I've been down sick this week, so I've made the best of it by getting some reading done. In the last three days, I've finished two terrific examples of kid lit, The Puzzling World of Winston Breen by Eric Berlin and A Crooked Kind of Perfect by Linda Urban.
Eric Berlin is a New York Times crossword creator, which makes him, like, practically a god. The fact that he can do that and write a fun middle-grade mystery with puzzles scattered throughout it makes him, like, actually a god. If you or someone you know enjoys puzzles, particularly word puzzles, you'll want to get your hands on this book.
Linda Urban is not a New York Times crossword creator. For all I know, she may not even be able to solve them. Nonetheless, she is a goddess. Crooked is one of the best books I have ever read. Ever. And I've read a lot of books. The writing, the humor, the story arc ... everything about the book is perfect, crooked or otherwise.
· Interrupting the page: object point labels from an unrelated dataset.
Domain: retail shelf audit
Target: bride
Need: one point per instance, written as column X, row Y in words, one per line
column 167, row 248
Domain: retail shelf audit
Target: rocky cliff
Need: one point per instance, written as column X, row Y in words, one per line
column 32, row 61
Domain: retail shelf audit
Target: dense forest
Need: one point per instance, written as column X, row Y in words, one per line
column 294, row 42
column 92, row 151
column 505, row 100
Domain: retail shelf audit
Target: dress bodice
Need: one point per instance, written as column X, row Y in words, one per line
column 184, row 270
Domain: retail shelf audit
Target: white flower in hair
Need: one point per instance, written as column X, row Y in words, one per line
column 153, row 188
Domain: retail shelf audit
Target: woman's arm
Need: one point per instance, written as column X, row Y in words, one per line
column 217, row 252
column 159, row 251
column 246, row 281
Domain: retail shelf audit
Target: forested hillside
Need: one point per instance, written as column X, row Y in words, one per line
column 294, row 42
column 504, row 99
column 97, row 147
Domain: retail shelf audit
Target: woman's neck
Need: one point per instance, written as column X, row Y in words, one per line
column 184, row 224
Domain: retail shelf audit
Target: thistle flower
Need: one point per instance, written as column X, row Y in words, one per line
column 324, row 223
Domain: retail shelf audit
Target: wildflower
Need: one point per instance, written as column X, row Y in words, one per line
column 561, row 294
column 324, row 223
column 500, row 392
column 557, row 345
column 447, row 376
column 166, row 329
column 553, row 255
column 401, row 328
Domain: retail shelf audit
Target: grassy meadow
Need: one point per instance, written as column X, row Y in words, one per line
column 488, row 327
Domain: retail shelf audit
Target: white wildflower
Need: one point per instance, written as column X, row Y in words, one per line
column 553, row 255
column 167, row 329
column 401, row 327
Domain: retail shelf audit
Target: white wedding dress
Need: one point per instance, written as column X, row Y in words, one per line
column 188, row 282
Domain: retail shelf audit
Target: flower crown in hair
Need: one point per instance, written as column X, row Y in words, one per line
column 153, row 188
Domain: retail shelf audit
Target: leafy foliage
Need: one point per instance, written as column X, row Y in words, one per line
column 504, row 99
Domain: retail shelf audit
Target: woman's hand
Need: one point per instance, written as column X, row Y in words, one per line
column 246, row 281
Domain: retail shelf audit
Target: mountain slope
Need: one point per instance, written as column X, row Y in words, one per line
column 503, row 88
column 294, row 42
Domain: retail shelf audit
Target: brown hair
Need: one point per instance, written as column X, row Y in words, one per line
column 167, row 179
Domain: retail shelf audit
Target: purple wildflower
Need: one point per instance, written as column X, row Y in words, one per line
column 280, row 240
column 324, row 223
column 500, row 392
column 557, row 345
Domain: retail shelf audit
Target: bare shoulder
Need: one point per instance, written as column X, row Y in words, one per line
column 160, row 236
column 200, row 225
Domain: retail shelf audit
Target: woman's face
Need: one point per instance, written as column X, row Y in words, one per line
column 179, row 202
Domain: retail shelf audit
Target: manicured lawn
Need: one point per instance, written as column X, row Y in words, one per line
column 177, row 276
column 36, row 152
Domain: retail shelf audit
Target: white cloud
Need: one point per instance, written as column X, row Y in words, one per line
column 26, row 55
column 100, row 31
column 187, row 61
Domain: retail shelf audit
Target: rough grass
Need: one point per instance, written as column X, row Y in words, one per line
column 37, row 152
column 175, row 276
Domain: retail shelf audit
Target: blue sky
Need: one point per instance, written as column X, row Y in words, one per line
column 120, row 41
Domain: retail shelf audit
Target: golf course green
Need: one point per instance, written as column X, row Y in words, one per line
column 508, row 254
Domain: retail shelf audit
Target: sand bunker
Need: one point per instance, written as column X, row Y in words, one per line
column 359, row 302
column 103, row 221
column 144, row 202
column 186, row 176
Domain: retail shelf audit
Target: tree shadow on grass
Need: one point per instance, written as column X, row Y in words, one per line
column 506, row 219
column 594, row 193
One thing these books have in common (besides being written by higher beings) is the fact that they tell the story of a character who has a passion. Winston Breen is passionate about puzzles. Zoe Elias is passionate about playing the piano (well, even if she is stuck playing the organ).
Whether or not we can relate to each kid's passion (puzzles ... oh, yeah! pianos ... not so much), we like to see it. It makes the character interesting, a little different from his or her peers. It gives the character strength and spunk. It provides a path for conflict and growth. It makes us care about them and root for them.
What is your main character's passion?